It’s a powerful reminder each year on this evening (my fourth year) to pause, be quiet, and feel the unconditional presence of a love for fellow human beings, that supersedes most things I see throughout the year by miles. There are no showboats, no individual quilter showcasing or waving their “best” quilt. As a group and as a person, this gathering is anonymous in its totality.
The quilts are given to children when they leave the shelter, on their way to their new home, usually a subsidized and transitional two-year apartment. A fresh start. There are few things better than seeing the children- their ages never really seem to matter- as they peruse our linen room stacked with quilts on the shelves.
Like bright colored presents under a Christmas tree, they carefully look through all of the quilts, until they “bond” with just the right one, the one seemingly made just for them. They invariably hold onto the quilt in the drive away from the shelter, keeping it close to them and separate from the bags and boxes of limited possessions and clothes they have been able to hang onto throughout their ordeals.
Quilts are Love. Quilts are New Beginnings. Quilts are Family. Quilts are Home.
The recipients will never know the diligence, sacrifice, and commitment made by the anonymous weekly quilters who have made the gifts possible. But it is a transcendent experience, because there’s no doubt that between the stitching and the patchwork, that a generous amount of Kindness and Love were added to each quilt.
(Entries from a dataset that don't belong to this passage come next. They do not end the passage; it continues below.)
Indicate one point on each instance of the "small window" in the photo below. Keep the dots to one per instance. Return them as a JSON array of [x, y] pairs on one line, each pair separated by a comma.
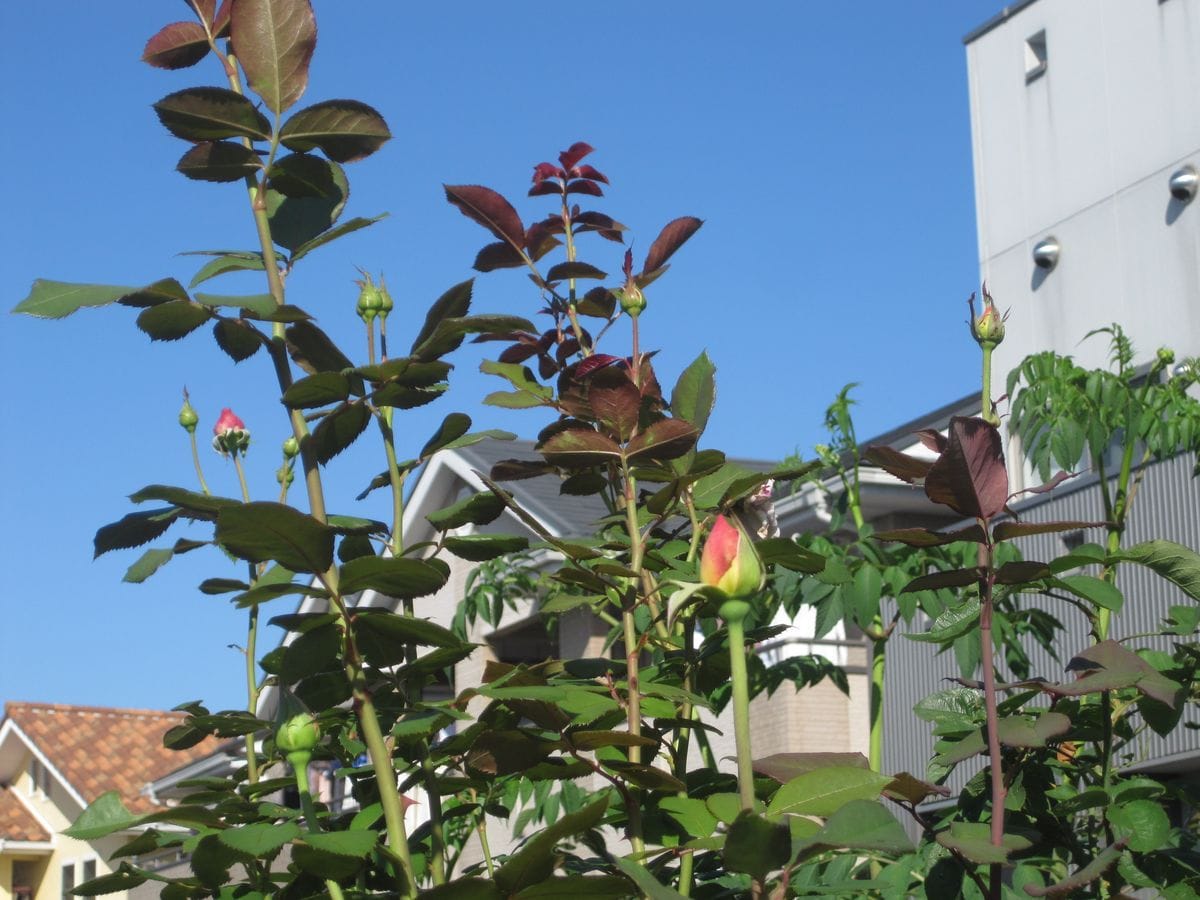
[[1035, 55]]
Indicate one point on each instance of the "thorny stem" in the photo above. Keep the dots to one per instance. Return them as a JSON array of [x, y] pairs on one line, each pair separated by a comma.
[[299, 761], [377, 750], [735, 612]]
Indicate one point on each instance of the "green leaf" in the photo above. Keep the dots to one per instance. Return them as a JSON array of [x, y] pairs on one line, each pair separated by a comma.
[[173, 319], [973, 840], [298, 220], [695, 393], [478, 509], [864, 825], [219, 161], [756, 846], [261, 305], [274, 41], [339, 430], [1144, 822], [391, 576], [354, 225], [259, 839], [58, 299], [223, 264], [1174, 562], [1093, 589], [262, 532], [825, 791], [237, 339], [102, 817], [535, 861], [343, 130], [481, 547], [133, 531], [211, 114], [453, 304], [317, 390], [148, 564]]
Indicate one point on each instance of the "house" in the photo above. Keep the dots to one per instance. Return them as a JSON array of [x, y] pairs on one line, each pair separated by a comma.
[[55, 760]]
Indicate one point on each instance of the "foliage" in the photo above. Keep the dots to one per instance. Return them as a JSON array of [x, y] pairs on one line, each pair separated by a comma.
[[605, 766]]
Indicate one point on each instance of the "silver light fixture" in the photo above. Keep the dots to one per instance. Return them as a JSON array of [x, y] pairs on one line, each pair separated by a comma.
[[1183, 184], [1045, 253]]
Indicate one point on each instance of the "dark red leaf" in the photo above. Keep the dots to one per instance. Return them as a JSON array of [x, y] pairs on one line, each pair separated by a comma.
[[583, 186], [497, 256], [571, 155], [574, 270], [490, 209], [933, 439], [666, 439], [177, 46], [593, 363], [545, 187], [904, 467], [670, 239], [925, 538], [970, 477], [588, 172], [221, 21]]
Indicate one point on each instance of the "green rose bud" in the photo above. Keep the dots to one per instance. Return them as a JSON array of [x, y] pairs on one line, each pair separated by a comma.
[[187, 417]]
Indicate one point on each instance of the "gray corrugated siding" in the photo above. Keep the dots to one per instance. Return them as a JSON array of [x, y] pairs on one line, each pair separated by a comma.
[[1168, 507]]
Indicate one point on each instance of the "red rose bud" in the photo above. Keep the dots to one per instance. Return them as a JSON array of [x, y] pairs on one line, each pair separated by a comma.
[[229, 435], [730, 563]]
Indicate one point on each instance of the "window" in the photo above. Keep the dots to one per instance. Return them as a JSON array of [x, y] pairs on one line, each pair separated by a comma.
[[1035, 55]]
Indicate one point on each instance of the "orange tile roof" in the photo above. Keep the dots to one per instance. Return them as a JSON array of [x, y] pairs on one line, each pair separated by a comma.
[[99, 749], [17, 823]]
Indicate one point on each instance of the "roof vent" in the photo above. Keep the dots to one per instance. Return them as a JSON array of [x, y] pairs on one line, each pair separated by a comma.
[[1045, 253], [1183, 184]]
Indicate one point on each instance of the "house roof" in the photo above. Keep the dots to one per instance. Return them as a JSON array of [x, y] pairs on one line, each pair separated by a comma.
[[17, 823], [99, 749]]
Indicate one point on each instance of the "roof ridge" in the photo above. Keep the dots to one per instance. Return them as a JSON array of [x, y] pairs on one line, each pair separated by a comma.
[[114, 712]]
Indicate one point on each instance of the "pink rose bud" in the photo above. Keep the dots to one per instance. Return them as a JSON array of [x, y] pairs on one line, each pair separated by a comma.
[[730, 562], [229, 435]]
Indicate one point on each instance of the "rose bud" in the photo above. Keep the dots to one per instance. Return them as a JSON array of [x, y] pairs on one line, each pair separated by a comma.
[[989, 325], [229, 435], [730, 563], [187, 417]]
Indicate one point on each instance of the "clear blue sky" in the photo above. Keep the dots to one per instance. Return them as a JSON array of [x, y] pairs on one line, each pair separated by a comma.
[[827, 147]]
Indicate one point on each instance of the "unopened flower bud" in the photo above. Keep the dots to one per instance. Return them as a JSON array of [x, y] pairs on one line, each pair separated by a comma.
[[989, 327], [231, 435], [187, 417], [631, 299], [730, 563]]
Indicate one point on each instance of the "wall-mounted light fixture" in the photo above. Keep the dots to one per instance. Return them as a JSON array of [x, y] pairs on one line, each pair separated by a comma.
[[1045, 253], [1183, 184]]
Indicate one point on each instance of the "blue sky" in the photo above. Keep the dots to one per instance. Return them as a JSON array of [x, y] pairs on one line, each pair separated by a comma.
[[826, 145]]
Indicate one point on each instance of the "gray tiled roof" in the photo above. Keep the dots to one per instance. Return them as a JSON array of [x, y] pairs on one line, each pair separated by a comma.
[[569, 515]]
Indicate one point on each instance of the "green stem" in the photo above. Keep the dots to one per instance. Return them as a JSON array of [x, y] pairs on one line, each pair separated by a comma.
[[735, 612], [299, 761], [879, 666], [196, 462]]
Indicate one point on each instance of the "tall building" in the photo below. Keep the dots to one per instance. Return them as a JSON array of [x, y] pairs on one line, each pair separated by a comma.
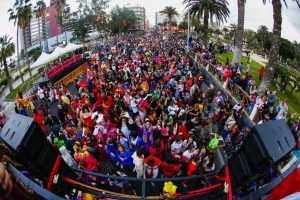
[[159, 18], [140, 14], [54, 27], [32, 31], [49, 28]]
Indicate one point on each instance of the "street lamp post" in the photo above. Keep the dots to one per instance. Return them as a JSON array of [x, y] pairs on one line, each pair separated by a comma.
[[188, 35]]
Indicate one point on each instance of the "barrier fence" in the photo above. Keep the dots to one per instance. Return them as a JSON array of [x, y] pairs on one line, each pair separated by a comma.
[[63, 66], [73, 75]]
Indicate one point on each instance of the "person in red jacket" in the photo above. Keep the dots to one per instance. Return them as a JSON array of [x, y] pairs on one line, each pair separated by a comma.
[[168, 168], [151, 168], [261, 73], [158, 149]]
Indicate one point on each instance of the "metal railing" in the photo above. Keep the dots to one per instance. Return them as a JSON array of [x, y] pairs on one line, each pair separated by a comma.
[[208, 185]]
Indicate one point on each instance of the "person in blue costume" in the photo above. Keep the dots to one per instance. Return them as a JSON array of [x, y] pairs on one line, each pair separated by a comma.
[[135, 141], [124, 156], [111, 150]]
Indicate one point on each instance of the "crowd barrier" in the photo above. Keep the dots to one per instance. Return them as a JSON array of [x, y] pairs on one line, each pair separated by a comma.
[[232, 89], [63, 66], [73, 75], [208, 185]]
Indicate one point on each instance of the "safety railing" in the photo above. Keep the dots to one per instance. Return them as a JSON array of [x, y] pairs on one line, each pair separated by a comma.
[[62, 66], [73, 75], [209, 185]]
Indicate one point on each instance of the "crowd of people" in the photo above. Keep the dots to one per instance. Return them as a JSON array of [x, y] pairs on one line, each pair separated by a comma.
[[262, 103], [145, 110]]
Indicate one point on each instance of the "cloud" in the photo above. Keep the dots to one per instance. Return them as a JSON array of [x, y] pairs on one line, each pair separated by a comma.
[[256, 14]]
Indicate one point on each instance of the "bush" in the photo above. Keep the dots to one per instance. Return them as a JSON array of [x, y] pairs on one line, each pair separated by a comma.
[[3, 81], [18, 76], [41, 70], [26, 70]]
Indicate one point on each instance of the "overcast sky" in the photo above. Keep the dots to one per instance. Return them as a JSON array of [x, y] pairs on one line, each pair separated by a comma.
[[256, 14]]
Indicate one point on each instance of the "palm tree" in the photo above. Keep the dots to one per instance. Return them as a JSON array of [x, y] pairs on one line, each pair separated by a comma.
[[170, 12], [232, 32], [262, 35], [17, 14], [225, 30], [208, 9], [23, 15], [239, 33], [7, 49], [39, 10], [59, 7], [274, 51]]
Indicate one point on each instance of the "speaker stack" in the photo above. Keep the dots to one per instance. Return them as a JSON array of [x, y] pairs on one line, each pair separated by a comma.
[[29, 145], [263, 147]]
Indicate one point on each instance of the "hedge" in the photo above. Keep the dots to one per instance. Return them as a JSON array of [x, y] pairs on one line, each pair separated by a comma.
[[3, 81]]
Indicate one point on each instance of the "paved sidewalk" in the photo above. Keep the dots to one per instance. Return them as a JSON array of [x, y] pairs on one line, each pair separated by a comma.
[[258, 59], [9, 105]]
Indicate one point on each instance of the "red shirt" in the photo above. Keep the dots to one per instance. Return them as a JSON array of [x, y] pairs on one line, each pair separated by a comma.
[[156, 153], [185, 134], [191, 169], [169, 170]]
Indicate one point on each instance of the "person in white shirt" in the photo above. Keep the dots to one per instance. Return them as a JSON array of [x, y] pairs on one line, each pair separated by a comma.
[[187, 142], [189, 153], [173, 108], [176, 147], [41, 93], [138, 161]]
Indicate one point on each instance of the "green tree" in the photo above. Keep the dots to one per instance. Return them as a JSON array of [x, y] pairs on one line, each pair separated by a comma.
[[217, 32], [183, 26], [250, 39], [225, 30], [238, 48], [169, 12], [13, 17], [122, 20], [59, 7], [263, 36], [7, 49], [232, 33], [80, 27], [39, 10], [274, 51], [287, 50], [21, 13], [208, 9]]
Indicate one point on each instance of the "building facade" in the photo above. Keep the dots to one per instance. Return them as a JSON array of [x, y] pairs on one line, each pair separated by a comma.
[[140, 14], [32, 32]]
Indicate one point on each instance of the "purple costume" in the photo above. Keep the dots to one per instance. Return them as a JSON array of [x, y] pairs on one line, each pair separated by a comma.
[[147, 137]]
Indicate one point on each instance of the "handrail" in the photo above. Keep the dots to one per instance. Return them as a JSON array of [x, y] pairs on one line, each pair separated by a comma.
[[32, 185]]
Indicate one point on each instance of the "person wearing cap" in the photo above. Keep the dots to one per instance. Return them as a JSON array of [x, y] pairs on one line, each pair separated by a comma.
[[147, 134], [111, 150], [124, 157], [151, 167], [135, 142]]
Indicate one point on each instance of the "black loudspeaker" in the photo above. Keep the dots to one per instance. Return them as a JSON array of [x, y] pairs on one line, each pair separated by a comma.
[[25, 138], [240, 171], [23, 135], [263, 147], [267, 144]]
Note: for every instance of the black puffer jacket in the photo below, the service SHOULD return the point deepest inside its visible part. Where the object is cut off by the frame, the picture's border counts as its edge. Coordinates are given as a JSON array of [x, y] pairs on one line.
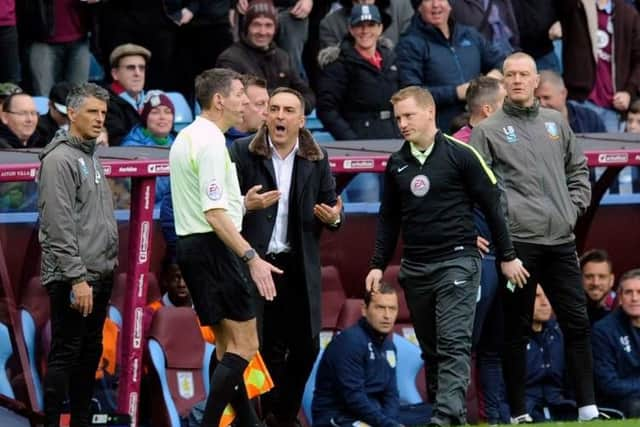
[[353, 95], [274, 65]]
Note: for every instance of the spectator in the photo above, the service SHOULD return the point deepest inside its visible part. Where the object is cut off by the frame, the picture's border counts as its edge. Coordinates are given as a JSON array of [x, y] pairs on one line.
[[495, 20], [156, 131], [57, 33], [358, 78], [297, 201], [538, 27], [553, 94], [485, 96], [430, 187], [256, 53], [157, 117], [292, 16], [6, 89], [543, 205], [255, 113], [19, 120], [356, 380], [616, 350], [604, 76], [443, 55], [546, 396], [126, 93], [10, 64], [598, 280], [151, 24], [396, 16], [56, 118], [633, 117]]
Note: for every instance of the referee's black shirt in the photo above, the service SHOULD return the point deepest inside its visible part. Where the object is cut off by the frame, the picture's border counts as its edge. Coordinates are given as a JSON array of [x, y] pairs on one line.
[[433, 205]]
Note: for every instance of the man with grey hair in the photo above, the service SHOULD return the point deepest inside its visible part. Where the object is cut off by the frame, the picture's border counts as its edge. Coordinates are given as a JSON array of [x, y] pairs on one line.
[[552, 93], [79, 240], [545, 181], [217, 263]]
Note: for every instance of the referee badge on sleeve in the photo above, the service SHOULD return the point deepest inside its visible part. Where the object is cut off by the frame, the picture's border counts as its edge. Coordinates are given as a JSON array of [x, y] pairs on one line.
[[391, 358], [214, 190], [420, 185]]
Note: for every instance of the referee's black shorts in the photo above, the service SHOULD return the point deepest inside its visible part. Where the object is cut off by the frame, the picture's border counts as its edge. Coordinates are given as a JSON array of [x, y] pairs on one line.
[[217, 279]]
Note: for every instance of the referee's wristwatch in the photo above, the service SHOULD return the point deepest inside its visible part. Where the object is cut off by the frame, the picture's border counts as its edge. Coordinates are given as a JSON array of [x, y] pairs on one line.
[[248, 255]]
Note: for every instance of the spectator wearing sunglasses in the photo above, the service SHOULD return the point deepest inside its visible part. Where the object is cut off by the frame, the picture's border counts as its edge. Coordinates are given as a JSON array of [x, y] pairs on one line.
[[126, 92], [19, 120], [6, 89]]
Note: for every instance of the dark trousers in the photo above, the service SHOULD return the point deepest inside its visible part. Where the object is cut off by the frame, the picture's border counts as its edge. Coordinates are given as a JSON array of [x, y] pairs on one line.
[[10, 64], [442, 299], [488, 338], [556, 269], [287, 346], [76, 346]]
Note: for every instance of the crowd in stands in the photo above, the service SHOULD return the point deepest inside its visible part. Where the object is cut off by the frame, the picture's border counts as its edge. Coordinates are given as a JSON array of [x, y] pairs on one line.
[[357, 55]]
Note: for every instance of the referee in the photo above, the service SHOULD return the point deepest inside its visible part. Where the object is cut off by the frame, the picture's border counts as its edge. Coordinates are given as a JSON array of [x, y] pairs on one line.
[[212, 255], [430, 188]]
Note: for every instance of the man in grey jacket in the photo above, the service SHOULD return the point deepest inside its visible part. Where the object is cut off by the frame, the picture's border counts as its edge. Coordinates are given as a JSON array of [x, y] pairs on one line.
[[545, 181], [79, 240]]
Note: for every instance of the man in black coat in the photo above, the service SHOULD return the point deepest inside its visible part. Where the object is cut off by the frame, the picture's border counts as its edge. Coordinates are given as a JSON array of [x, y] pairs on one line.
[[285, 161]]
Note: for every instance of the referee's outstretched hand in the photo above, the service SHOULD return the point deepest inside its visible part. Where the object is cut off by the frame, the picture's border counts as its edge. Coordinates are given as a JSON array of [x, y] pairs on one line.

A few words about our programs, and about how much the quilts mean to our residents, and the aging group gets up- a few with walkers or canes and aging backs ignored- to help us load the SUVs and cars we have brought, to take them back to the shelters.
The Hall empties out, the lights are dimmed and doors locked, and the parking lot clears quickly. It’s quiet on a hot August night. Quiet with dignity and humble humanity that has just washed over me with the presence of people who teach me the definition of genuine care.